When we first see them, their sparkly shorts combined with drab everyday vest tops suggests some sort of conflict going on. On stage, a dramatic vertical rope and a domestic worn-in sofa vie for primacy in the centre of the space.
Anke van Engelshoven, Lena Ries, and Romy Seibt are, like all mothers, subject to feelings of guilt. Guilt that they’re not doing it right. Guilt that others are doing it better. Turns out, parenthood can be a tough, competitive pursuit. Add to the mix the tough, competitive career of circus performance, and you can multiply that guilt by a whole new set of factors.
Anke is an aerialist with a focus on straps work. She also loves to party, stay out late and see where the night takes her. Romy works on aerial rope and her own spinning rope/meteors apparatus that wraps like a scarf around her neck and limbs, weighted at both ends as she twirls it. She worries about the impact her training and performance have had on her children throughout pregnancy and beyond. Lena is a contortionist, travelling the world, fearing that she is being called a Raven Mother (‘Rabenmütter’) behind her back. A raven is a German term for a mother who puts her own desires before those of her children.
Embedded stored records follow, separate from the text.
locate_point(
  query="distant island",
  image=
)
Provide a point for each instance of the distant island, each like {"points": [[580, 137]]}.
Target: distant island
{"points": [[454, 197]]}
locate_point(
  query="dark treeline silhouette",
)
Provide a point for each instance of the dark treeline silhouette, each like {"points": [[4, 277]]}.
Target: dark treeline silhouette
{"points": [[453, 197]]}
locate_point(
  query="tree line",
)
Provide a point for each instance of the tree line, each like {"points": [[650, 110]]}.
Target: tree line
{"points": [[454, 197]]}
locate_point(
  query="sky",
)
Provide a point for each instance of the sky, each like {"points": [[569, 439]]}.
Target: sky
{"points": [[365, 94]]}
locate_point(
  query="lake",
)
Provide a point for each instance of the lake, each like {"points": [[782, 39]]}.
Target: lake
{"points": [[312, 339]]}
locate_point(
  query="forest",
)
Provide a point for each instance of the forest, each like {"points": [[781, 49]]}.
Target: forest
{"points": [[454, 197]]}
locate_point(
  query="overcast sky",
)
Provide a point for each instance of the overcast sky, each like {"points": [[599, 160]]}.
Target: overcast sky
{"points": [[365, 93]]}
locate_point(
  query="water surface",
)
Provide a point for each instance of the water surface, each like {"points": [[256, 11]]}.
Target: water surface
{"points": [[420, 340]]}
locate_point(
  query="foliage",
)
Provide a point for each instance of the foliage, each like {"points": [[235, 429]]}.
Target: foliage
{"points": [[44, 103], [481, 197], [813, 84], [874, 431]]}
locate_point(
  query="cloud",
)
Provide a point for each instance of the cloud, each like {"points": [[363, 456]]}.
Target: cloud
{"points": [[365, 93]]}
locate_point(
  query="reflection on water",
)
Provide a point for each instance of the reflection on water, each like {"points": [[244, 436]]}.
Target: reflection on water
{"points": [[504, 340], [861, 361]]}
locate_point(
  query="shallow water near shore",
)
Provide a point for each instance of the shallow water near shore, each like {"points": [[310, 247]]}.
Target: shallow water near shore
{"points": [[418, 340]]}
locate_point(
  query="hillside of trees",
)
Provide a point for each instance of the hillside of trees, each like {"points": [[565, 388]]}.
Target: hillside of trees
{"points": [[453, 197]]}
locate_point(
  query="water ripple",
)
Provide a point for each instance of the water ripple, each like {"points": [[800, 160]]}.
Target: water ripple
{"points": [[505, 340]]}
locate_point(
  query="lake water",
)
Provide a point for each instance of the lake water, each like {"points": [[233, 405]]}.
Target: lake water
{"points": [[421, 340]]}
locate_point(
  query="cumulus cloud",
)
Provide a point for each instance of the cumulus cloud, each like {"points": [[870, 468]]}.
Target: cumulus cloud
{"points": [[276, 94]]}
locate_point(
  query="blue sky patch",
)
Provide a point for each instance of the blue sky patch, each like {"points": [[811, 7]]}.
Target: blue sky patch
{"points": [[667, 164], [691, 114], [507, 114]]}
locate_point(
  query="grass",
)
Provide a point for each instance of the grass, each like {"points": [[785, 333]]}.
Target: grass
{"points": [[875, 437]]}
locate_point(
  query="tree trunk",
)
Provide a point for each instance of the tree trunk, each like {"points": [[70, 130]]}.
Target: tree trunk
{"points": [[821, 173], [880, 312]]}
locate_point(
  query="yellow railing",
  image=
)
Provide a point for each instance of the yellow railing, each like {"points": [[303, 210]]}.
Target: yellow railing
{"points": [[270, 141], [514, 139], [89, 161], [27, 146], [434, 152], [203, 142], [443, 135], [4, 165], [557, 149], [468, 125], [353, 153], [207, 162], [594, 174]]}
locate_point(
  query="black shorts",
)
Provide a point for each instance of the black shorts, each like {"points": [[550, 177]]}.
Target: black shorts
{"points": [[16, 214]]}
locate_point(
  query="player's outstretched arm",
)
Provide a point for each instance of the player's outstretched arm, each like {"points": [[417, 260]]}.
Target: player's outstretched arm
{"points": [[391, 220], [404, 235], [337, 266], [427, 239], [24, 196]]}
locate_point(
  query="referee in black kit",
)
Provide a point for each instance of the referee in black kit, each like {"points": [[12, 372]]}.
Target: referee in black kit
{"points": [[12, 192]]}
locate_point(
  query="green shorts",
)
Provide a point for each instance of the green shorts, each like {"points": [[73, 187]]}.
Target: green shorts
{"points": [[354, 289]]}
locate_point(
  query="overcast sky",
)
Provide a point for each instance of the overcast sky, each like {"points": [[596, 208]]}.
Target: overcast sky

Black feathers flutter out of clothes and baby dolls parade through endless mountains of flying laundry. Fun and care seem to be set as opposites. Yes, the women make us laugh. Yes, they impress us with the technical circus skills that are such a vital part of their identities (contortionist Lena’s stretching skin is particularly engrossing). And yes, set against the gruelling regime of circus training, the gruelling routine of motherhood comes starkly into focus.
But of, course, the punishing schedules each have their rewards too. A final projection of home video – all the children playing inside a rehearsal tent – reveals that, for all the guilt these mothers have, they are also providing their children with beloved role-models. Heroes. Rock’n’roll goddesses.
I don’t have children, but I’m hoping I might, and this sort of performance, co-directed by Rachel Hameleers and with creative support from contemporary theatre powerhouse Bryony Kimmings, helps prepare women like me in a way that conventional presentations of blanket maternal delight and fulfilment simply can’t. And now there’s an audience for circus who are ready to see the super in the human, not just the fantasy superhuman.